Immédiatement, mes muscles se tendent. Pourquoi il demande ça ? Il commence à suspecter quelque chose ou c'est juste une question innocente ? Je me redresse légèrement, sur la défensive.
— Pourquoi tu veux savoir ça ?  je réponds en le taquinant, mais ma voix est un peu plus aiguë que d'habitude.
Est-ce qu'il a compris ? Est-ce qu'il sait que Victor Hayes n'était pas juste un pilote que j'admirais, mais... Mon père ? Non, impossible. Je chasse cette pensée, mais je n'arrive pas à me calmer complètement. Il n'a pas l'air de vouloir lâcher le morceau, et ça me rend dingue.
Cole insiste un peu, ses yeux plongés dans les miens comme s'il cherchait quelque chose, mais je garde mon sourire en place, même si à l'intérieur, c'est la panique. Pourquoi il s'intéresse soudainement à ça ?
Je tente de paraître détendue, comme si la question ne m'affectait pas du tout, mais je sais que je suis sur la corde raide.
Cole continue de me fixer, ses yeux s'amusant à déceler ce que je pourrais bien cacher. Il garde son sourire en coin, mais je sens que ses questions ne sont pas anodines.
— Sérieusement, tu veux savoir ça pourquoi ? je répète, essayant de rester légère, mais il y a une pointe de nervosité dans ma voix que je n'arrive pas à masquer.
Il hausse les épaules, jouant l'indifférence.
— Juste curieux. T'as l'air tellement... sur la défensive, c'est intriguant.
Mon cœur bat plus vite. Pourquoi est-il aussi insistant ? Est-ce qu'il se doute de quelque chose ? Je secoue la tête, essayant de me débarrasser de ces pensées paranoïaques. Je ne peux pas le laisser me percer à jour.
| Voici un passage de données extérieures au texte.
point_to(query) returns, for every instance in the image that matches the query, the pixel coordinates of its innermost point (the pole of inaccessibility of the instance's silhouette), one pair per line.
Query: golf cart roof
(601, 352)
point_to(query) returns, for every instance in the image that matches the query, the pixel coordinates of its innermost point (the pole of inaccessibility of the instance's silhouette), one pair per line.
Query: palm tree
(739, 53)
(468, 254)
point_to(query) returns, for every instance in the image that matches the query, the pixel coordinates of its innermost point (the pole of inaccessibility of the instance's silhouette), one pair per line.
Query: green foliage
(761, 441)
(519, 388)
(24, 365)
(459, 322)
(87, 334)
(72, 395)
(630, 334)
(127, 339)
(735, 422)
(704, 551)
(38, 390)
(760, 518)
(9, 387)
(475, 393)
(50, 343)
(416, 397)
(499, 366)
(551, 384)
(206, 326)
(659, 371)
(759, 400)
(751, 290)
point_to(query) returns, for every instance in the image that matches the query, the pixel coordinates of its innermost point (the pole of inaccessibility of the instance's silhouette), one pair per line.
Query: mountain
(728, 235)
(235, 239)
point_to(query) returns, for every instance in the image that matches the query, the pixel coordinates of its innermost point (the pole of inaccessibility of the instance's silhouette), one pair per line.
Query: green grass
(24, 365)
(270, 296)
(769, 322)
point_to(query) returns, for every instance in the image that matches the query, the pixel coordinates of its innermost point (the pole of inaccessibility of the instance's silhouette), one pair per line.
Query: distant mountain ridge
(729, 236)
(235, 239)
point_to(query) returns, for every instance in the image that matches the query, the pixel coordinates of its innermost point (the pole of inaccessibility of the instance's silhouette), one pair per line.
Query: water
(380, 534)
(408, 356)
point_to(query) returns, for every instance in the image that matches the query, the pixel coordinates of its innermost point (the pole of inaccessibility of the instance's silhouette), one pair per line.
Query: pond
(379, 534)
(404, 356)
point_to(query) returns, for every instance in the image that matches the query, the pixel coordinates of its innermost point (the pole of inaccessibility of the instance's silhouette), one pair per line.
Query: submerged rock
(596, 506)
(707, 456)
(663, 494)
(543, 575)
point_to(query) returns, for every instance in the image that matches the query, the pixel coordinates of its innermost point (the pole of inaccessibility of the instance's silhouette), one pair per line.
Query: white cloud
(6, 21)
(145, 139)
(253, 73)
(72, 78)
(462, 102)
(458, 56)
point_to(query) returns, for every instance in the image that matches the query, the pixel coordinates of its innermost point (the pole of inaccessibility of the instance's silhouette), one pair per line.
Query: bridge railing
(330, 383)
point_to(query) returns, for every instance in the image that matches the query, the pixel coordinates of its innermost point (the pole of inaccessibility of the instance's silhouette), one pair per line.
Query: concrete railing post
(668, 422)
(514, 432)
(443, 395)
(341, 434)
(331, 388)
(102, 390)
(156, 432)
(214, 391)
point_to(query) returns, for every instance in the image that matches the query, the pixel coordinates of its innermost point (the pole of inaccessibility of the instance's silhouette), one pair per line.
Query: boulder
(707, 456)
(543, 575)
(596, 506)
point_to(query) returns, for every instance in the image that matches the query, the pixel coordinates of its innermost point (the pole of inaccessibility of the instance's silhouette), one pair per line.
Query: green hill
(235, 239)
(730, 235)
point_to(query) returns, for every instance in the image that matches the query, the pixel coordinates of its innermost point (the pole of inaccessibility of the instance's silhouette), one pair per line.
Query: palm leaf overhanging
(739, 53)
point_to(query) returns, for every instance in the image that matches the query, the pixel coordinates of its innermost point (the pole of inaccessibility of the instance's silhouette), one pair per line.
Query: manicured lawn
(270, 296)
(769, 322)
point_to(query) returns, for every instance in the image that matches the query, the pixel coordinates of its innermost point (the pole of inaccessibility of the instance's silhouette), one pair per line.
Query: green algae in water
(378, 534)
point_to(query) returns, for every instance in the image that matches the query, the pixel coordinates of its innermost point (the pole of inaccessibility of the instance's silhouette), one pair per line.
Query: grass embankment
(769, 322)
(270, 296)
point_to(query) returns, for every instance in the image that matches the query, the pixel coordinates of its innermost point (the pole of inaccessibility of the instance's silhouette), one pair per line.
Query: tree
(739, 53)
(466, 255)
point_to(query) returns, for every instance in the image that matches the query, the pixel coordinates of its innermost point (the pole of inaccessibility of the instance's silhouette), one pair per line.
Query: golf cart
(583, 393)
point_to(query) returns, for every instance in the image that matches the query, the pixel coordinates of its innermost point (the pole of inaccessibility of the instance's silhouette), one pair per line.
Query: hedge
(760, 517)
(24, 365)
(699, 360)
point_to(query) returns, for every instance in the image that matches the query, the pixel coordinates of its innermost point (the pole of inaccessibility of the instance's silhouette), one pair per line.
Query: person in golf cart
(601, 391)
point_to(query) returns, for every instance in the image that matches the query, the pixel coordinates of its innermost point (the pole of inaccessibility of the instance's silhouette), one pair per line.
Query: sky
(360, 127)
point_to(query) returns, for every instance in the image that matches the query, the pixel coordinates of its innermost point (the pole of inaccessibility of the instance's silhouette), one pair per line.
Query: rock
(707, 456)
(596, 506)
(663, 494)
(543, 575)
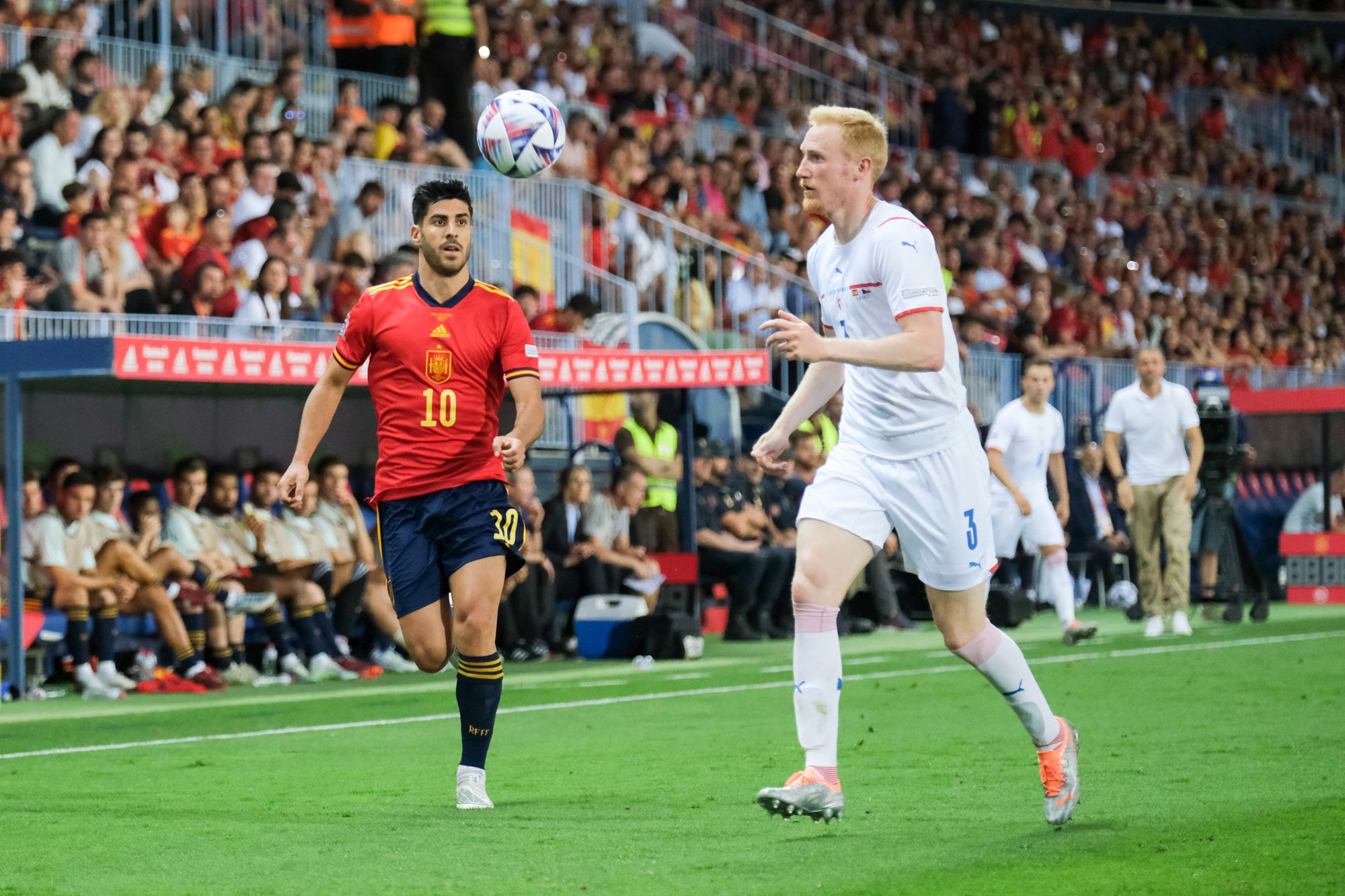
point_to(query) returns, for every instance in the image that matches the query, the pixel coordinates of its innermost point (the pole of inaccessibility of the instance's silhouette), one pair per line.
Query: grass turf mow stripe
(670, 694)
— Eh bien, je suis une personne mystérieuse, Cole. Ça fait partie de mon charme, je réponds avec un sourire taquin, mais à l'intérieur, je sens l'angoisse qui monte.
Est-ce que je vais pouvoir continuer à jouer ce jeu encore longtemps ?
Il ne lâche pas, il s'assoit sur le lit à son tour et s'approche de moi.
— Donc, pas de photo avec tes deux parents ? C'est un peu bizarre, non ?
Je sens que je dois couper court à cette conversation, et vite. Il s'approche trop près de la vérité, trop près de ce que je ne veux pas qu'il découvre.
— Et toi, Cole, tu as des photos embarrassantes de toi en pyjama avec tes parents ? je réplique en le taquinant, essayant de dévier la conversation.
Je pose mes mains sur mes hanches, adoptant une posture faussement désinvolte.
Cole rigole.
— Ok, j'arrête. Il conclut.
Je me sens soulager, parler de mon père, c'est comme rouvrir une vieille blessure qui ne guérit jamais vraiment. Chaque fois que quelqu'un mentionne les motos ou me pose des questions sur lui, c'est comme si on me rappelait qu'il n'est plus là. Que je ne l'ai plus. Et je n'ai pas besoin de ça, pas besoin de raviver cette douleur. C'est suffisant de vivre avec ces souvenirs tous les jours, je n'ai pas besoin que le monde entier s'immisce là-dedans, qu'on me rappelle constamment ce que j'ai perdu. Si les gens savaient, ils poseraient des questions, ils voudraient des détails. Mais je n'ai pas envie de revivre ça, encore et encore.
Et puis, je ne veux pas que tout le monde sache que je suis la fille de Victor Hayes, surtout pas les médias. Ils n'ont jamais cessé de se demander où est passée Olivia Hayes, la célèbre mannequin, et sa fille, après la mort de mon père. Ma mère et moi, on a décidé de se couper complètement de ce monde, de tirer un trait définitif dessus. Si les médias savaient où on est, ils débarqueraient en un rien de temps, et ça, c'est tout ce qu'on veut éviter. Nous avons choisi l'anonymat pour pouvoir vivre en paix, loin de cette attention incessante, loin de leurs regards scrutateurs qui fouilleraient notre vie privée sans aucun scrupule. Ce n'est pas ce qu'on souhaite, et je ferai tout pour protéger ça.